Except that one day there was only one iguana. Mr. Biddle sealed off the room and a hunt ensued, but no iguana turned up and we eventually decided that he must have skittered out an open window in which case he fell two stories into a whole lot of snow and so it goes.
But a few weeks later, Mr. Biddle did a complete tank clean-out and found that the missing iguana had managed to jam himself between the back wall of the tank and the heating element, died and was subsequently dehydrated by the heater.
So he took a thermometer box, lined it with paper towels and laid the iguana in it, with a carrot, wrote on the top that the little fellow had been entombed with food for the afterlife, and dispatched it to the social studies teacher.
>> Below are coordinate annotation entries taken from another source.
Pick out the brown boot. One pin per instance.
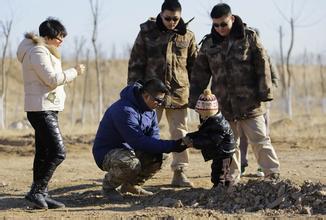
(134, 189)
(110, 192)
(180, 179)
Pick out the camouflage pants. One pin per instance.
(177, 120)
(127, 166)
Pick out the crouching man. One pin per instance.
(127, 143)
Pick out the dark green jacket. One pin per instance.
(240, 71)
(166, 55)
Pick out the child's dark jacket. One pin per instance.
(214, 138)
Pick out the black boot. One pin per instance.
(36, 196)
(52, 204)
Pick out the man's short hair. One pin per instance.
(52, 28)
(171, 5)
(220, 10)
(154, 86)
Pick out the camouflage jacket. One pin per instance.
(166, 55)
(240, 71)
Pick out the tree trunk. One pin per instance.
(323, 83)
(95, 13)
(289, 71)
(282, 69)
(2, 115)
(289, 102)
(306, 95)
(83, 116)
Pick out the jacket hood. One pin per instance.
(132, 93)
(237, 31)
(32, 40)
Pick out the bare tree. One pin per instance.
(282, 69)
(5, 29)
(83, 115)
(293, 21)
(323, 82)
(79, 44)
(305, 86)
(95, 13)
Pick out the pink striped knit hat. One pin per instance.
(207, 102)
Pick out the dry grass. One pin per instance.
(114, 78)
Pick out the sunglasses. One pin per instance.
(158, 100)
(175, 19)
(222, 25)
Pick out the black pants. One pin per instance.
(217, 169)
(49, 148)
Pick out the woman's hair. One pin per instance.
(52, 28)
(171, 5)
(220, 10)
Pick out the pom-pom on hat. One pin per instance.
(207, 102)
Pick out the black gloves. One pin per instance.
(180, 146)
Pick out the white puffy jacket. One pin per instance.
(43, 75)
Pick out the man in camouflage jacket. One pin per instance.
(233, 56)
(166, 50)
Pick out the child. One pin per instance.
(214, 138)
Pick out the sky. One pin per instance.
(119, 21)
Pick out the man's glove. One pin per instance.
(180, 146)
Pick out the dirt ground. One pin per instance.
(301, 192)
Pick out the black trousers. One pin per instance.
(217, 169)
(49, 147)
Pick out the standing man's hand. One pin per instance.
(80, 69)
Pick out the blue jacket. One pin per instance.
(129, 123)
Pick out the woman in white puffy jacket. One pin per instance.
(44, 82)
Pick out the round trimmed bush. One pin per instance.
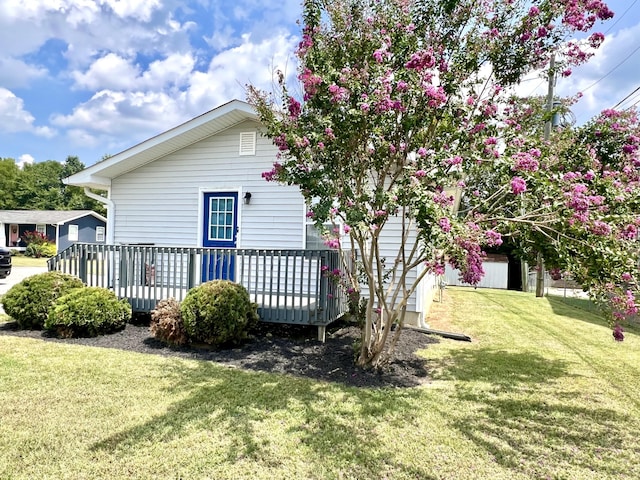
(88, 312)
(218, 312)
(29, 301)
(166, 322)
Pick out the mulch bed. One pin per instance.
(281, 349)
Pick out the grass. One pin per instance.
(542, 392)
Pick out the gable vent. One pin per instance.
(247, 143)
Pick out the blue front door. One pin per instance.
(220, 229)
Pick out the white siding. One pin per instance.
(160, 202)
(496, 275)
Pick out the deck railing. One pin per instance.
(289, 286)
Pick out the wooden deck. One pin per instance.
(287, 285)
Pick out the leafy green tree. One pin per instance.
(38, 186)
(404, 103)
(9, 172)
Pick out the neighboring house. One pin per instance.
(200, 185)
(62, 227)
(500, 271)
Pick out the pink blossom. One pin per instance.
(518, 185)
(294, 108)
(421, 60)
(600, 228)
(618, 333)
(493, 238)
(445, 225)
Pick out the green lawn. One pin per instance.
(543, 391)
(22, 261)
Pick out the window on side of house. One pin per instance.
(99, 234)
(73, 233)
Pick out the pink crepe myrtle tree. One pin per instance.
(402, 105)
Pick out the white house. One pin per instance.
(200, 185)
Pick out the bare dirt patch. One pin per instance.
(279, 349)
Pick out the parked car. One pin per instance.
(5, 262)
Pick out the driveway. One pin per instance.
(17, 275)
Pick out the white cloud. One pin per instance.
(169, 92)
(602, 86)
(231, 70)
(24, 159)
(14, 118)
(16, 73)
(109, 72)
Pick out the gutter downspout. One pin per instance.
(111, 213)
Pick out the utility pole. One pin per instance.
(547, 135)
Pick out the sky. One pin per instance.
(91, 78)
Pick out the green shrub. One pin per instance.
(29, 301)
(88, 312)
(166, 322)
(218, 312)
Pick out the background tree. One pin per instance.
(39, 186)
(403, 103)
(9, 172)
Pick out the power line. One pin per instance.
(625, 98)
(612, 70)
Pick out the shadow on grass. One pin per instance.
(525, 431)
(230, 406)
(585, 310)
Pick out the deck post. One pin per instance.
(191, 271)
(82, 264)
(322, 333)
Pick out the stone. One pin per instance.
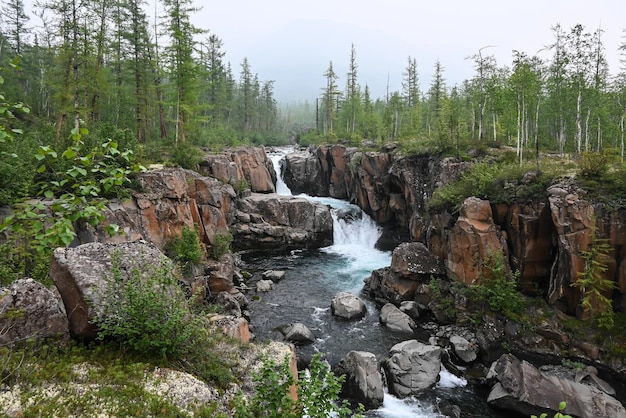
(525, 390)
(364, 382)
(347, 306)
(29, 312)
(297, 333)
(273, 275)
(411, 308)
(465, 350)
(264, 285)
(80, 275)
(412, 260)
(395, 320)
(412, 367)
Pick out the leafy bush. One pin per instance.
(221, 244)
(497, 290)
(318, 393)
(595, 287)
(593, 164)
(146, 314)
(185, 249)
(559, 414)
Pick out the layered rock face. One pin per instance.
(392, 191)
(541, 239)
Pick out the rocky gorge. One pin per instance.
(233, 193)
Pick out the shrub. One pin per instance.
(221, 244)
(146, 314)
(185, 249)
(318, 393)
(497, 289)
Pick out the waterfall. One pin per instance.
(314, 278)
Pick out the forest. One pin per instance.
(161, 83)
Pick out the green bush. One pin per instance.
(221, 244)
(146, 314)
(185, 249)
(497, 290)
(318, 393)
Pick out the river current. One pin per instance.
(313, 278)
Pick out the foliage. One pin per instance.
(490, 180)
(593, 164)
(496, 290)
(317, 387)
(71, 186)
(442, 297)
(186, 156)
(90, 380)
(221, 244)
(559, 414)
(146, 313)
(595, 287)
(185, 249)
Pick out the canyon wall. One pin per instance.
(541, 238)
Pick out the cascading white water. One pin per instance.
(339, 267)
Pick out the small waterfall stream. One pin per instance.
(313, 278)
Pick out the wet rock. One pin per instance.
(411, 308)
(347, 306)
(412, 260)
(264, 285)
(29, 312)
(396, 320)
(463, 348)
(412, 367)
(273, 275)
(525, 390)
(297, 333)
(364, 382)
(282, 223)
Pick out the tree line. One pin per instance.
(108, 61)
(569, 102)
(164, 78)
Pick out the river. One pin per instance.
(313, 278)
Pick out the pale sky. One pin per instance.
(293, 41)
(286, 38)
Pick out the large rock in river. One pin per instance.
(525, 390)
(411, 367)
(273, 222)
(364, 382)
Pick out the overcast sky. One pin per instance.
(293, 41)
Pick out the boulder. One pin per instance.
(264, 286)
(273, 275)
(411, 308)
(395, 320)
(413, 261)
(412, 367)
(233, 326)
(297, 333)
(236, 166)
(364, 382)
(522, 388)
(465, 350)
(473, 239)
(31, 312)
(282, 223)
(347, 306)
(80, 274)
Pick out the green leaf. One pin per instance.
(69, 153)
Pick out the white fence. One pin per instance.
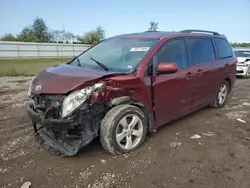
(39, 50)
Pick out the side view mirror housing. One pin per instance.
(167, 68)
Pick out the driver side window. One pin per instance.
(172, 51)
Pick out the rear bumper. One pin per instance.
(55, 135)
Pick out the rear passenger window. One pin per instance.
(201, 50)
(223, 48)
(173, 51)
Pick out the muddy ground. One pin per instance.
(169, 158)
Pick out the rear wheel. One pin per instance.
(222, 95)
(123, 129)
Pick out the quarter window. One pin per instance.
(223, 48)
(201, 50)
(173, 51)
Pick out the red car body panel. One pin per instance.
(162, 97)
(174, 95)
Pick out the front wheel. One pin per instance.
(123, 129)
(222, 95)
(247, 73)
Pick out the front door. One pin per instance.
(202, 59)
(173, 93)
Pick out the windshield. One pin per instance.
(116, 54)
(242, 53)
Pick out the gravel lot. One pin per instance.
(169, 158)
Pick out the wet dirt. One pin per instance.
(218, 157)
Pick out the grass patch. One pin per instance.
(27, 67)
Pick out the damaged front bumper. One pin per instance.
(64, 137)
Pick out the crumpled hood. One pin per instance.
(63, 78)
(242, 59)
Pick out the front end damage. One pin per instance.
(63, 136)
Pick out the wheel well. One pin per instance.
(146, 114)
(229, 83)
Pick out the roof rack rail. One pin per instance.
(199, 31)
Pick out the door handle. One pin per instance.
(199, 72)
(189, 76)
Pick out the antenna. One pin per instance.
(62, 43)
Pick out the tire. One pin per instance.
(247, 76)
(115, 126)
(218, 103)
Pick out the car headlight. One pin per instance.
(77, 98)
(30, 87)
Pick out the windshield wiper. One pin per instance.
(100, 64)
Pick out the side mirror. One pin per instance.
(167, 68)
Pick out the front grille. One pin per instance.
(48, 104)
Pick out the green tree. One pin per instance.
(40, 31)
(8, 37)
(37, 32)
(153, 26)
(26, 35)
(93, 36)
It would still be a fond memory if the recipient had chuckled and perhaps thought up a devious response, but instead, he opened the box and totally, absolutely, completely freaked out, turning it from a fond memory into a legend.
I always enjoyed social studies, but I was never so glad to be in the room as I was at that moment.
On the other hand, today’s Zits triggers a different sort of high school memory and I’m hoping this is the start of an arc.
My parents never left us overnight without adult supervision, but, then again, my parents weren’t insane. We managed to screw up enough when they were just gone for two hours.
However, I had a friend whose parents regularly left him and his brothers alone for a week or so at a time and it’s good he wasn’t a close enough friend that I would get involved in the magical events that went on.
But I sure heard the stories. The fact that his parents kept letting it happen makes me suspect that this is one of those cases where everybody under 20 heard all those stories and nobody over 30 had a clue.
Which brings us to John Singleton, whose death has been noted widely. While I don’t want to speak ill of the dead, I’ve always found it curious that discussions of “Boyz in the Hood” never seem to involve comparisons to “Cooley High.”
Granted, discussions of “The Big Chill” rarely involve comparisons to “The Return of the Secaucus Seven,” but that was essentially an art house film. Both “Cooley High” and “Secaucus Seven” were rough and clunky and amateurish in places, but Cooley High achieved cult status, and, in fact, there is a remake in development.
Well, good luck with that. The rawness of Cooley High was its best part, and if you smooth it over, you’ll lose a lot.
The reason I bring it up is that, for all the teen films that have played with the “parents out of town” idea, nobody has ever touched the realism of the house party in Cooley High.